Orang Cina menyakini berdagang selalu memberikan untung yang positif, tidak ada ruginya. Jual beli menjanjikan kesenangan, kemewahan dan kebahagiaan. Oleh karena itu kebanyakan orang Cina yang datang ke perantauan lebih memilih jalan hidup dengan berdagang. Salah satu rahasia sukses dagang ala si mata sipit adalah tidak membatasi diri dalam bidang perdagangan. Mereka beralasan bahwa apabila hidup hanya mengandalkan gaji, tidak akan mengangkat kedudukan sosialnya.
Ada pepatah Cina mengatakan, bila terlalu hati-hati maka akan mati. Prinsipnya biar kalah tetapi jangan gagal. Orang Cina sangat menghormati leluhurnya, salah satu cara menghormati orangtua dan mengangkat martabat keluarga, menurut kepercayaan Tiongkok, adalah menjadi kaya. Menurut buku Rahasia Bisnis Orang Cina yang di tulis oleh Ann Wan Seng, orang Cina lebih maju dari bangsa lain dalam berbisnis. Mereka meyakini sekedar pintar berdagang tidak memberikan hasil yang maksimal. Seorang pembisnis harus agresif, berani, tahan banting, bersemangat dan pintar mencari peluang. Mereka harus cepat bergerak tanpa takut resiko.
Ann Wan Seng menambahkan secara historis para pedagang Cina ini umumnya lahir dari keluarga pedagang miskin dan tidak berpendidikan. Namun orang-orang Cina perantau itu memiliki pandangan dan falsafah yang kuat agar jangan menyerah pada nasib. Prinsip ini membantu memenangkan persaingan di komunitasnya. Inilah yang menjadi sebab mengapa orang Cina selalu lebih dulu bertindak dari pada bangsa Indonesia. Kebanyakan masyarakat Cina percaya bahwa nasib buruk dapat diubah. Persatuan dan ikatan antar mereka cukup kuat. Pengusaha Cina lebih suka mempekerjakan sanak saudaranya dari pada orang lain, hal ini diupayakan untuk membantu jumlah kaum miskin di antara mereka cepat berkurang.
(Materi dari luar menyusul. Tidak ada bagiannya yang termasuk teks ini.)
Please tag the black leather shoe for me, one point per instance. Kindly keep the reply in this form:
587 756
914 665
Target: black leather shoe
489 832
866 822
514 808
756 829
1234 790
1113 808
Bagi orang Cina hidup adalah makan, maka untuk itu harus bekerja. Namun dalam hal ini mereka tidak hanya mencari makan saja, tetapi meningkatkan kualitas hidup untuk menaikan kelas sosialnya. Nilai-nilai yang bernada positif yang dimiliki oleh para leluhur bangsa Cina itu kemudian menjiwai mereka dalam berdagang dan berbisnis. Mereka membentuk kultur yang mendukung dan membuat kebiasaan wirausaha dalam keluarga. Kekuatan dagang Cina inilah yang melekat dalam karakteristik masyarakat yang diwarisi turun temurun. Dalam keluarga pedagang, anak-anak mereka sering bertemu dan melayani pembeli. Jika seorang anak ingin mendapatkan uang jajan dari orang tuannya, ia harus membantu sekecil apapaun kegiatan matapencaharian keluarga yang mereka lakukan. Keluarag Cina sukses menanamkan budaya kerja keras, hemat dan tidak takut gagal.
Kita harus banyak belajar dari kebudayaan dan peradaban Cina yang tinggi terutama dalam bidang perdagangan. Realitas historis membuka mata kita, bahwa Cina dengan kekurangannya, memiliki nilai positif yang harus dijadikan ibroh bagi kita semua.